Look at using an array to hold your 6 numbers.

Each time you generate one, loop through the array to make sure it is not already there. If it is, then generate another & loop again until you have a non-match.

Answer 9

It's so easy with array and OOP (Object Oriented Programming). Before you start you have to add Linq (using System.Linq) library to your project.

Random random = new Random();
int[] array = new int[6];
int number;

for (int i = 0; i < 6; i++)
{
    number = random.Next(1, 50);
    if (!array.Contains(number)) //If it's not contains, add number to array;
    array[i] = number;
    else //If it contains, restart random process
    i--;
}

for (int i = 1; i < 7; i++)
{
    foreach (Control c in this.Controls) //Add random numbers to all Textboxes
    {
        if (c is TextBox && c.Name.EndsWith(i.ToString()))
        {
            c.Text = array[i - 1].ToString();
        }
    }
}

Answer 10

A functional approach could be to generate an infinite sequence of random numbers, filter out non-unique numbers and take the number of unique numbers you need.

For example:

private IEnumerable<int> RandomDigitStream(int seed)
{
    Random random = new Random(seed);
    while (true)
    {
        yield return random.Next(DIGIT_MIN, DIGIT_MAX);
    }
}

private List<int> GenerateUniqueRandomNumbers(int seed, int count)
{
     // Assert that DIGIT_MAX - DIGIT_MIN > count to ensure
     // algorithm can finish

     return RandomDigitStream(seed)
        .Distinct()
        .Take(count)
        .ToList();
}

The efficiency of this algorithm is mainly dependent on how Distinct is implemented by the .NET team.

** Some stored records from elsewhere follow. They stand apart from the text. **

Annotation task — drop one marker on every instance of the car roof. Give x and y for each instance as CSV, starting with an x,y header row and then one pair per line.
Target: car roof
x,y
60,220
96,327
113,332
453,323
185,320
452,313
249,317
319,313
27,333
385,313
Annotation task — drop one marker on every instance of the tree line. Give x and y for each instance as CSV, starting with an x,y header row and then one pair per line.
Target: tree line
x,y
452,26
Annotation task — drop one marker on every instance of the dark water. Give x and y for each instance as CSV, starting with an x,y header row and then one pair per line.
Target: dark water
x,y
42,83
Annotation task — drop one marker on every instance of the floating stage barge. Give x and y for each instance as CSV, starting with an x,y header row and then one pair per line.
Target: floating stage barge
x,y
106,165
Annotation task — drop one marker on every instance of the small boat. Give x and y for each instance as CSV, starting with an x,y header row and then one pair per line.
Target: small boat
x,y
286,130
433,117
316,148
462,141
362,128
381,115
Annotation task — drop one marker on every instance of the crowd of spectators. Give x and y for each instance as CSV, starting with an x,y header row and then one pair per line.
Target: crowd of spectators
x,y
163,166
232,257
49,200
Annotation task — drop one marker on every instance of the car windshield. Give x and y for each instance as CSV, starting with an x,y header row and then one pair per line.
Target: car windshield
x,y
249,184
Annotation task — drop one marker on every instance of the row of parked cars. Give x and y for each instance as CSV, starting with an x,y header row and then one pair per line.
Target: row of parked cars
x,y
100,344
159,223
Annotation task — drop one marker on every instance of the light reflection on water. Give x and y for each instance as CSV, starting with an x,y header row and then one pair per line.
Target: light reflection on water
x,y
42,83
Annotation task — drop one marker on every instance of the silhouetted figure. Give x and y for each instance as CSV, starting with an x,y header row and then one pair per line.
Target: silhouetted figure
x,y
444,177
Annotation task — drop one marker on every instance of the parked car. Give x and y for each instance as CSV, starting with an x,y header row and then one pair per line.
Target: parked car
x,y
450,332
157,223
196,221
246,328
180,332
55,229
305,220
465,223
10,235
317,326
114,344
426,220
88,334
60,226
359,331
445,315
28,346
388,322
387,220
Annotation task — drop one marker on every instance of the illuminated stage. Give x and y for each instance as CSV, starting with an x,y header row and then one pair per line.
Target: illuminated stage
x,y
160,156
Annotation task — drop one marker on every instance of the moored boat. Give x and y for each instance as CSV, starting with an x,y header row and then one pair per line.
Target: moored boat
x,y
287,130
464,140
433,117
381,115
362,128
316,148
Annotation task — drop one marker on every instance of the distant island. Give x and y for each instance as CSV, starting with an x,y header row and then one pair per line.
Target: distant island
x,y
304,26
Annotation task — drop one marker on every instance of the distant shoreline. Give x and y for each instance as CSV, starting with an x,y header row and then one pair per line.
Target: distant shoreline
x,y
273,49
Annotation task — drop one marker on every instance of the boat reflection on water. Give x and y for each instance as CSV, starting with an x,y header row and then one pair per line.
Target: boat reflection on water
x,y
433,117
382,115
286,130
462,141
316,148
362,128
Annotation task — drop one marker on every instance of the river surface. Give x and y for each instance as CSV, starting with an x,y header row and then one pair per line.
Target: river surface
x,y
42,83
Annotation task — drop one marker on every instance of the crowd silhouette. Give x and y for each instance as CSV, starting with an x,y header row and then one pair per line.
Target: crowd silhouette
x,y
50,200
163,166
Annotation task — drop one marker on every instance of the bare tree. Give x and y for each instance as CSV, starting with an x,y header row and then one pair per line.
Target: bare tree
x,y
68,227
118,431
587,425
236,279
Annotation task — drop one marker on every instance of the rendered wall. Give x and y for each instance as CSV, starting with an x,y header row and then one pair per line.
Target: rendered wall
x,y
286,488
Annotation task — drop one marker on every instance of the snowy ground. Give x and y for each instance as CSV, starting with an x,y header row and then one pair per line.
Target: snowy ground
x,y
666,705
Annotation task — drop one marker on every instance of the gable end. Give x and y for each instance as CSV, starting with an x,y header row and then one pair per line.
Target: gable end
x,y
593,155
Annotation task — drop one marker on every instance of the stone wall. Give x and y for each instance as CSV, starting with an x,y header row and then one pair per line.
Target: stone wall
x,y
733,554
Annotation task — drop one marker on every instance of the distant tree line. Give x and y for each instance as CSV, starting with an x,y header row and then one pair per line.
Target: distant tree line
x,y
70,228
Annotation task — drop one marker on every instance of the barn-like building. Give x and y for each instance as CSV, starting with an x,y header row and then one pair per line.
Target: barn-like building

Its memory usage would grow with the number of digits you require and the range of digits produced by the random function. It also has an unpredictable running time as it depends on the probability distribution of the random function. In fact it is possible for this algorithm to get stuck in an infinite loop if the range of digits produced by the random algorithm is less than the number of digits you require.

Looking at it practically however, it should be fine for a small amount of digits but if you are looking at a large number (100 +) you might want to look at other methods.

It would be more efficient to craft a random algorithm that only produces unique numbers in the first place if that is even possible without using a lookup table.

Answer 11

Here is a small program using recursion to generate number lines, and also uses recursion to randomize and get unique numbers.

using System;
using System.Linq;
using System.Collections.Generic;

public class Program
{
    public static Random random;
    public static List<int> lottoNumbers = Enumerable.Range(1, 49).ToList();
    public static void Main()
    {
        random = new Random((int)DateTime.Now.Ticks);

        var LinesToGenerate = 10;

        GenerateNumbers(LinesToGenerate);
    }

    public static void GenerateNumbers(int LineCount)
    {
        int[] SelectedNumbers = new int[6];
        for (var i = 0; i < 6; i++)
        {
            var number = GetRandomNumber(lottoNumbers.ToArray());

            while (SelectedNumbers.Contains(number))
                number = GetRandomNumber(lottoNumbers.ToArray());

            SelectedNumbers[i] = number;
        }

        var numbersOrdered = SelectedNumbers.OrderBy(n => n).Select(n => n.ToString().PadLeft(2, '0'));
        Console.WriteLine(string.Join(" ", numbersOrdered));

        if (LineCount > 1)
            GenerateNumbers(--LineCount);
    }

    //Recursively and randomly removes numbers from the array until only one is left, and returns it
    public static int GetRandomNumber(int[] arr)
    {
        if (arr.Length > 1)
        {
            //Remove random number from array
            var r = random.Next(0, arr.Length);
            var list = arr.ToList();
            list.RemoveAt(r);
            return GetRandomNumber(list.ToArray());
        }

        return arr[0];
    }
}

Answer 12

Yes. Use array. Loop how many times you want: Generate a random number, Loop through array and compare all with the generated number. If there's a match then loop again till there's no match. Then store it.

Done:)